Short-Term Memory (STM)

  • STM is a memory system for retaining information for brief periods, about 5-20 seconds.
  • STM holds approximately 7 pieces of information for adults.
  • Rehearsal extends the duration of STM information.
  • Chunking organizes information into meaningful groups, extending STM span.

Interference with STM

  • Information is lost in STM through decay (fading over time) and interference (competition from other information).
  • Retroactive interference: New information hinders previously learned information.
  • Proactive interference: Earlier learning hinders new learning.

Long-Term Memory (LTM)

  • LTM is a relatively enduring store of information, including facts, experiences, and skills, that may last a lifetime.
  • LTM errors are often semantic (meaning-related), while STM errors tend to be acoustic.
  • LTM has subsystems: declarative (explicit) and non-declarative (implicit) memory.
  • Both types decline with age, but declarative memory declines more, especially with dementia.

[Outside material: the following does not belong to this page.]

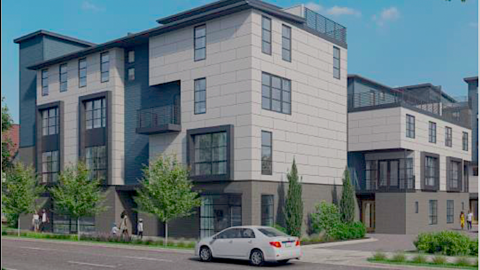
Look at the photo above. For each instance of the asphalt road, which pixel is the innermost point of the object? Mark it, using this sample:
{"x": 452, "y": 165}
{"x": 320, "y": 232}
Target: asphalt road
{"x": 23, "y": 254}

Subsystems of Long-Term Memory

  • Declarative (Explicit) memory includes conscious, intentionally remembered memories, divided into:
    • Episodic memory: Personally experienced events.
    • Semantic memory: Facts and information.
  • Non-declarative (Implicit) memory includes unconscious, automatic memories, divided into:
    • Procedural memory: How to perform tasks (motor skills, habits).
    • Priming: Exposure to stimuli influences subsequent responses without conscious awareness.

Working Memory

  • Working memory allows an individual to "work" with information.
  • It is a mental workspace for cognitive operations and temporary storage, often thought of as a workspace for operations, information storage, and decision-making.
  • Working memory is limited by capacity and duration and is likely located in the frontal cortex.

Event Memory

  • Personal, social, and cultural factors influence memory organization.
  • Event memory is the long-term memory for events.
  • Children from individualistic cultures recall events from their own perspective, focusing on personal goals.
  • Children from collectivist cultures focus on social aspects of events.

Autobiographical Memory

  • Autobiographical memory is the ability to recall early experiences.
  • Possible explanations for weak autobiographical memories:
    • Infants' inability to encode information verbally.
    • Underdeveloped brain areas involved in memory formation.
    • Use of scripts: Generalized events for young children.